Postdoc
Mette Bliddal
OPEN Odense Patient data Explorative Network, Odense University Hospital
Projekt styring | ||
Projekt status | Active | |
Data indsamlingsdatoer | ||
Start | 01.01.2000 | |
Slut | 31.12.2014 | |
It is of importance in epidemiologic and health service research that comorbidities are identified and accounted for in analyses investigating associations to avoid confounding bias. The aim of this study is to validate a comorbidity index for use in obstetric patient in an unselected national cohort.
This study is a register-based study including all mothers in Denmark giving from 2000 to 2014. By use of the unique personal identification number assigned to all Danish citizens, data on comorbidities will identified in the National health registers using an algorithm described by Bateman et al. (2013). Outcomes are end organ injury as defined by Bateman et al (2013) or death from delivery admission through 30 days postpartum.
Although maternal mortality related to pregnancy and the postpartum period are extremely rare in Denmark, we should do everything possible to prevent such events as every one mother in danger of dying during labor or from pregnancy-related comorbidities is one to many. Further, severe maternal morbidity may affect both the health of the fetus/newborn and the mother, and identification and prediction of maternal comorbidity is important in order to take the appropriate actions. Looking at a broader perspective, maternal mortality is still alarmingly high in developing countries and even in high-income countries as the US, maternal deaths have not decreased the last 30 years and severe morbidity in relation to childbirth have even increased.
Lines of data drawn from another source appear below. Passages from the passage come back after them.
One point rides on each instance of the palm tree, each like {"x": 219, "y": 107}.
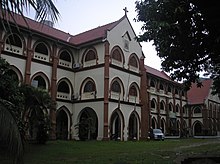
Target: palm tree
{"x": 43, "y": 8}
{"x": 36, "y": 104}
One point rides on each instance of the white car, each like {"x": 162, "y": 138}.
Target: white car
{"x": 157, "y": 134}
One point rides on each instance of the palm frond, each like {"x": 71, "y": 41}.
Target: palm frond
{"x": 44, "y": 8}
{"x": 10, "y": 137}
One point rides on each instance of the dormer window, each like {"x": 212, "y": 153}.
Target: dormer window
{"x": 65, "y": 59}
{"x": 90, "y": 57}
{"x": 14, "y": 44}
{"x": 126, "y": 39}
{"x": 41, "y": 52}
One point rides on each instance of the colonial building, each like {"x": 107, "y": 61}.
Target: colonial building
{"x": 167, "y": 103}
{"x": 98, "y": 78}
{"x": 204, "y": 109}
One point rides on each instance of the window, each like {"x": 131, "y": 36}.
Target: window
{"x": 89, "y": 87}
{"x": 161, "y": 87}
{"x": 153, "y": 104}
{"x": 39, "y": 82}
{"x": 90, "y": 55}
{"x": 133, "y": 62}
{"x": 63, "y": 87}
{"x": 63, "y": 90}
{"x": 170, "y": 107}
{"x": 116, "y": 87}
{"x": 133, "y": 91}
{"x": 152, "y": 83}
{"x": 177, "y": 108}
{"x": 41, "y": 48}
{"x": 14, "y": 44}
{"x": 176, "y": 91}
{"x": 14, "y": 40}
{"x": 65, "y": 59}
{"x": 117, "y": 55}
{"x": 197, "y": 110}
{"x": 169, "y": 89}
{"x": 41, "y": 52}
{"x": 65, "y": 56}
{"x": 162, "y": 106}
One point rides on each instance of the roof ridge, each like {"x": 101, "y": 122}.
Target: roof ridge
{"x": 115, "y": 22}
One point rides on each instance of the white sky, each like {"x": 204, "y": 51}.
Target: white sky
{"x": 77, "y": 16}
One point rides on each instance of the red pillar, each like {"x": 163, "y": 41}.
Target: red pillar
{"x": 144, "y": 101}
{"x": 106, "y": 91}
{"x": 55, "y": 61}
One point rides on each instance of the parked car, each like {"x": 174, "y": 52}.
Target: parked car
{"x": 157, "y": 134}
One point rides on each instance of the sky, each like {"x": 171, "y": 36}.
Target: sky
{"x": 77, "y": 16}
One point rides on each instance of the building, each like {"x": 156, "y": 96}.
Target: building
{"x": 167, "y": 103}
{"x": 98, "y": 78}
{"x": 204, "y": 109}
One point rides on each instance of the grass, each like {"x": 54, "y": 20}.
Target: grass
{"x": 112, "y": 152}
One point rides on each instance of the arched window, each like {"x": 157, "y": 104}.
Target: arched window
{"x": 117, "y": 55}
{"x": 153, "y": 104}
{"x": 183, "y": 93}
{"x": 63, "y": 90}
{"x": 133, "y": 62}
{"x": 133, "y": 91}
{"x": 13, "y": 75}
{"x": 39, "y": 82}
{"x": 63, "y": 87}
{"x": 162, "y": 106}
{"x": 14, "y": 44}
{"x": 90, "y": 55}
{"x": 41, "y": 52}
{"x": 161, "y": 87}
{"x": 169, "y": 89}
{"x": 170, "y": 107}
{"x": 177, "y": 108}
{"x": 65, "y": 59}
{"x": 176, "y": 91}
{"x": 89, "y": 87}
{"x": 152, "y": 83}
{"x": 14, "y": 40}
{"x": 184, "y": 110}
{"x": 116, "y": 87}
{"x": 41, "y": 48}
{"x": 197, "y": 110}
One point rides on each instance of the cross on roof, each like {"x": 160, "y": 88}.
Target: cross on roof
{"x": 126, "y": 10}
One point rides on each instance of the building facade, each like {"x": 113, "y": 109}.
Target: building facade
{"x": 98, "y": 78}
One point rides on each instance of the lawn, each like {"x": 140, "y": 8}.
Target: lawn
{"x": 113, "y": 152}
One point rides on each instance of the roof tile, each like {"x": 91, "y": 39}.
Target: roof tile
{"x": 197, "y": 95}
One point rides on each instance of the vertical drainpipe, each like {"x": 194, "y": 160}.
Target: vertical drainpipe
{"x": 106, "y": 91}
{"x": 55, "y": 61}
{"x": 28, "y": 61}
{"x": 181, "y": 115}
{"x": 1, "y": 42}
{"x": 144, "y": 101}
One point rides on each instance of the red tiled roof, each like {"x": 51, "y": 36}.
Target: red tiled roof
{"x": 157, "y": 73}
{"x": 39, "y": 27}
{"x": 197, "y": 95}
{"x": 91, "y": 35}
{"x": 94, "y": 34}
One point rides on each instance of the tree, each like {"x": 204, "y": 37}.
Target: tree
{"x": 17, "y": 102}
{"x": 11, "y": 125}
{"x": 182, "y": 37}
{"x": 43, "y": 8}
{"x": 37, "y": 102}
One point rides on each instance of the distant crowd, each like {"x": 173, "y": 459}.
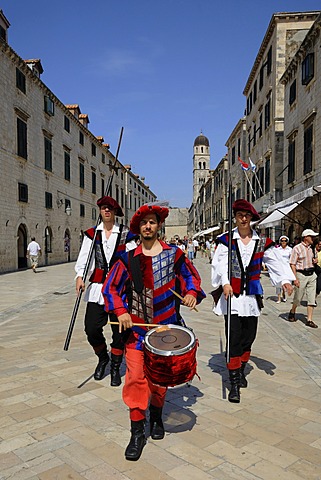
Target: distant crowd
{"x": 191, "y": 247}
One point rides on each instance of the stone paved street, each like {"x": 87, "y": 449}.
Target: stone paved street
{"x": 56, "y": 426}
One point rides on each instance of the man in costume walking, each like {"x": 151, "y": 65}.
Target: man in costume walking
{"x": 161, "y": 267}
{"x": 248, "y": 251}
{"x": 112, "y": 239}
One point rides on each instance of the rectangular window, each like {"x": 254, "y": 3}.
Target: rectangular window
{"x": 291, "y": 161}
{"x": 255, "y": 91}
{"x": 308, "y": 149}
{"x": 67, "y": 165}
{"x": 67, "y": 205}
{"x": 267, "y": 175}
{"x": 66, "y": 124}
{"x": 81, "y": 175}
{"x": 49, "y": 106}
{"x": 22, "y": 138}
{"x": 23, "y": 192}
{"x": 308, "y": 69}
{"x": 292, "y": 96}
{"x": 267, "y": 113}
{"x": 260, "y": 186}
{"x": 48, "y": 200}
{"x": 48, "y": 154}
{"x": 20, "y": 81}
{"x": 269, "y": 62}
{"x": 254, "y": 134}
{"x": 93, "y": 182}
{"x": 261, "y": 78}
{"x": 3, "y": 33}
{"x": 260, "y": 129}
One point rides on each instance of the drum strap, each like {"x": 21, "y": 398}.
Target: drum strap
{"x": 138, "y": 283}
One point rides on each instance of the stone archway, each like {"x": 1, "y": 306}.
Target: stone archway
{"x": 22, "y": 246}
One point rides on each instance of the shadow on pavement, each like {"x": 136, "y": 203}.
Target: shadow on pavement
{"x": 178, "y": 418}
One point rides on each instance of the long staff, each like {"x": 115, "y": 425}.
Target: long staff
{"x": 229, "y": 269}
{"x": 77, "y": 303}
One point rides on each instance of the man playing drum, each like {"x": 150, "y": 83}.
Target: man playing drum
{"x": 138, "y": 290}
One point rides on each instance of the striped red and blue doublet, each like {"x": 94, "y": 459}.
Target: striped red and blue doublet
{"x": 247, "y": 279}
{"x": 168, "y": 270}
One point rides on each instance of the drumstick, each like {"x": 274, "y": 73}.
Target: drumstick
{"x": 178, "y": 295}
{"x": 150, "y": 325}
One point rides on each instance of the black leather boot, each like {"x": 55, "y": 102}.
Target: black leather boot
{"x": 115, "y": 379}
{"x": 234, "y": 395}
{"x": 102, "y": 364}
{"x": 137, "y": 440}
{"x": 243, "y": 381}
{"x": 157, "y": 431}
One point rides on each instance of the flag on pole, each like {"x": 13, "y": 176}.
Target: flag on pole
{"x": 252, "y": 165}
{"x": 244, "y": 165}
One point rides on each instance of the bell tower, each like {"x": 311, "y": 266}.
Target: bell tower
{"x": 201, "y": 163}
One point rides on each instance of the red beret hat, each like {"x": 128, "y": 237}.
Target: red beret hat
{"x": 242, "y": 205}
{"x": 110, "y": 203}
{"x": 161, "y": 212}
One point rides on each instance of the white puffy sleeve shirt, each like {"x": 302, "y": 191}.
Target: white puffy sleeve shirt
{"x": 245, "y": 305}
{"x": 93, "y": 291}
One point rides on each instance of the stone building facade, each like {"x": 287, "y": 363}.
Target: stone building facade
{"x": 265, "y": 104}
{"x": 53, "y": 169}
{"x": 176, "y": 223}
{"x": 301, "y": 179}
{"x": 278, "y": 137}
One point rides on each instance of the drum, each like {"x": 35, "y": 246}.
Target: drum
{"x": 170, "y": 355}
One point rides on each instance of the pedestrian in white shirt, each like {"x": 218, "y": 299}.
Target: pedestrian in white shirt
{"x": 111, "y": 240}
{"x": 33, "y": 253}
{"x": 284, "y": 253}
{"x": 248, "y": 252}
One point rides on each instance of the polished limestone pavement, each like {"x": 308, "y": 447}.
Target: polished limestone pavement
{"x": 57, "y": 423}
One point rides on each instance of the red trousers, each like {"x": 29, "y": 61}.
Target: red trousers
{"x": 138, "y": 390}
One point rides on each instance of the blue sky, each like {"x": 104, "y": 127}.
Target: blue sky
{"x": 163, "y": 69}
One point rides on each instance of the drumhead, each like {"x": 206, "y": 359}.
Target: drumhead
{"x": 169, "y": 340}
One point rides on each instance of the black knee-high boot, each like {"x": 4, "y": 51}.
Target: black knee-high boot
{"x": 234, "y": 395}
{"x": 115, "y": 378}
{"x": 243, "y": 381}
{"x": 137, "y": 440}
{"x": 102, "y": 364}
{"x": 157, "y": 431}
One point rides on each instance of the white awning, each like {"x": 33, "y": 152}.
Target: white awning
{"x": 295, "y": 199}
{"x": 275, "y": 217}
{"x": 212, "y": 229}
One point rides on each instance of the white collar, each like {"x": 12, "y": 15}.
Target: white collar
{"x": 236, "y": 235}
{"x": 115, "y": 228}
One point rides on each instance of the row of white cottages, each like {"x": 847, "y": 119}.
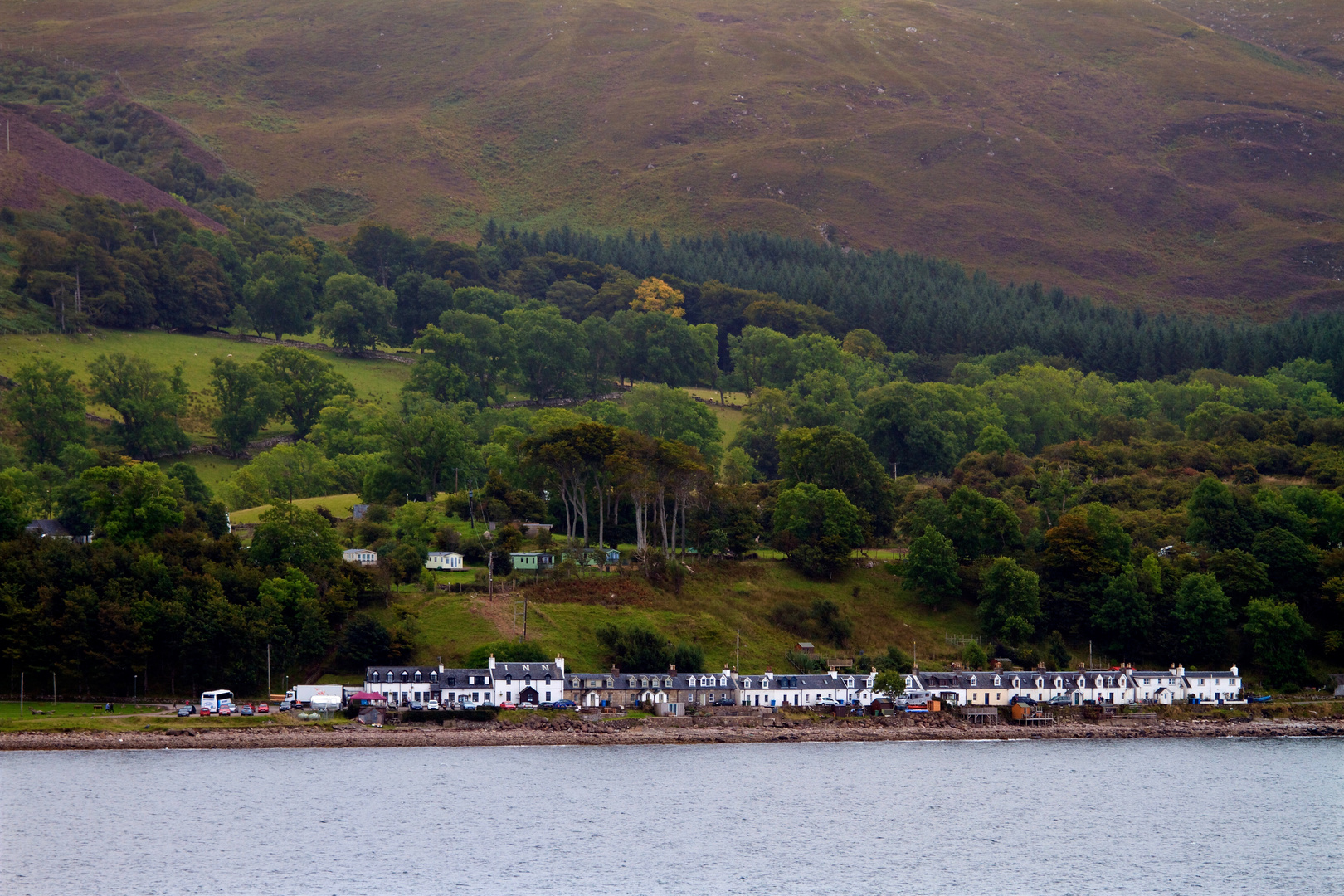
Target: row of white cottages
{"x": 538, "y": 683}
{"x": 1124, "y": 685}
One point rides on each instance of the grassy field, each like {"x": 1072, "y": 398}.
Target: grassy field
{"x": 1181, "y": 155}
{"x": 718, "y": 602}
{"x": 338, "y": 504}
{"x": 373, "y": 379}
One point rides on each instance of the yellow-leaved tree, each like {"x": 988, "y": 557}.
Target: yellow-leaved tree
{"x": 655, "y": 295}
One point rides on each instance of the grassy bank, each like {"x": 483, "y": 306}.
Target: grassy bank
{"x": 718, "y": 602}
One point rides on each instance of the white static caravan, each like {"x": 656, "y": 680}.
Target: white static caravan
{"x": 449, "y": 561}
{"x": 362, "y": 557}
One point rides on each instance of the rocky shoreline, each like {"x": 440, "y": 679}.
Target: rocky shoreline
{"x": 565, "y": 733}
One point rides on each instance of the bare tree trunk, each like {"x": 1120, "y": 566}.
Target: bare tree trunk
{"x": 581, "y": 505}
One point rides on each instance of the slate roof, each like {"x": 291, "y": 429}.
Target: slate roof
{"x": 522, "y": 670}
In order to determine predictors of severe maternal morbidity and mortality and summarize the burden of comorbidity into a single numerical score in obstetric patient, Bateman et al. have developed a maternal comorbidity index to predict severe maternal morbidity and mortality as well as for use as an adjustment variable when studying causal associations. The index has until now only been validated within selected cohorts, and validation of the index in an unselected population is of high importance to determine external validity. A well-validated comorbidity index for use in obstetric patients may serve for two purposes: (1) Clinically, to identify women of high obstetric risk in order to refer to the proper obstetric services, and (2) as a tool to control for confounding in health service research to determine causal interference.
Aim:
The Danish health registers with complete data on all obstetric patients due to free access to health services are unique sources for assessment of the validity of the Comorbidity Index for Use in Obstetric Patients by Bateman et al. in a complete and unselected study population. Hence, we propose to validate the Comorbidity Index in a Danish setting both by the algorithm described by Bateman et al. and by including further information from Danish registers. We hypothesize that the Comorbidity Index for Use in Obstetric Patients is applicable to predict severe maternal morbidity and mortality in this unselected study population and is able to discriminate between low and high risk obstetric patient in prediction of maternal end-organ damage and death. Further, we expect that the index can be qualified additionally by data from the Danish registers.
All women giving birth during the period January 2000 - December 2014. The study unit will be each pregnancy (hence each women can be included more than once) anticipating approximately 900,000 pregnancies in the final cohort.
All pregnancies identified in the Danish Birth Registry will be linked with the Danish National Patient Register, the Danish Register of Causes of Death and the Danish Civil Registration System. We will also include data from the Danish National Prescription Registry and the Danish Psychiatric Central Research Register for further validation. Virtually all medical care in Denmark is reported to the public health authorities, whereby these data resources allow true population-based studies, covering all inhabitants of Denmark.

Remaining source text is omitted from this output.